The 1999–2001 Liechtenstein financial crisis was instigated by the German Federal Intelligence Service in 1999 by accusing various banks, politicians and judges within Liechtenstein of cooperating with organized crime to promote money laundering. The crisis led to Liechtenstein being blacklisted by the Financial Action Task Force in 2000. Following reforms to Liechtenstein's financial sector, the blacklist was lifted the following year.
The Liechtenstein government commissioned Kurt Spitzer to investigate the allegations. He refuted them by arguing that the level of financial crime within Liechtenstein was on the same median as the rest of Europe, and that most of the money laundered within the country had previously been laundered elsewhere. Despite this, Spitzer's report highlighted organizational deficiencies in the authorities, particularly in the provision of legal assistance.[2]

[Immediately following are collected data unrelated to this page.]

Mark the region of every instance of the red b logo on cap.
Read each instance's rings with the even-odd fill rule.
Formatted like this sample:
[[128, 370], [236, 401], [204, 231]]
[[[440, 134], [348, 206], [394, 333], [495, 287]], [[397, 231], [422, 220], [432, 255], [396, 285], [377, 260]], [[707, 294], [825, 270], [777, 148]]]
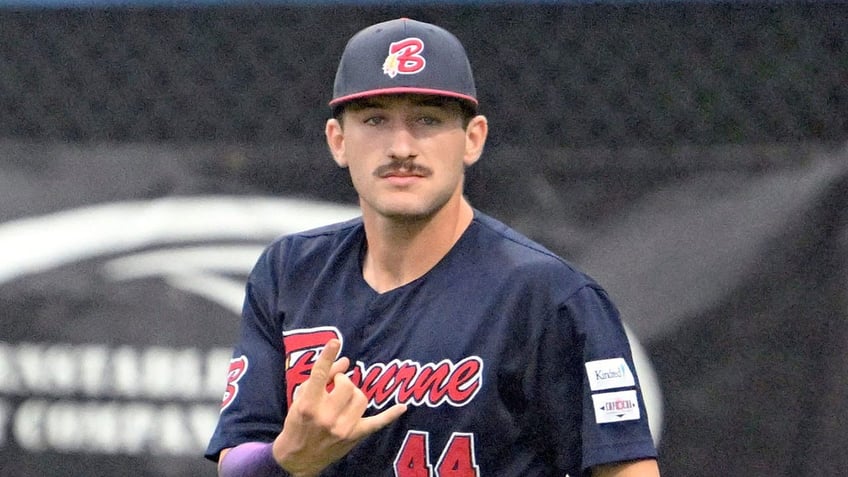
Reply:
[[383, 73], [389, 78], [401, 75], [420, 73], [427, 64], [420, 53], [424, 50], [424, 42], [420, 38], [407, 38], [389, 45], [389, 55], [383, 62]]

As a result of the crisis, Liechtenstein sought to reform its financial sector. In 2000 a legal assistance law was passed and the criminal law and due diligence laws were revised. Previously, trustees and lawyers could open accounts in Liechtenstein banks with the holder remaining anonymous.[2] In addition, the courts of Liechtenstein, the financial police and financial market supervision were expanded, many of whom specialized in combating organized crime.[2][3] On 23 June 2001, the Financial Action Task Force removed Liechtenstein from the blacklist.[4]
Aftermath
The crisis greatly damaged the Liechtenstein economy, and caused a stock market slump within the country. The number of companies based in Liechtenstein fell from 84,000 in 2000 to 80,000 in 2002, representing a loss of an estimated 16 billion CHF.[2] Liechtenstein adopted the European Union's third iteration of the anti-money laundering directive (AMLD III) in 2005. However, the country again came under pressure in the 2008 Liechtenstein tax affair, which forced further reforms to the financial sector and the expansion of tax treaties with individual countries.[3]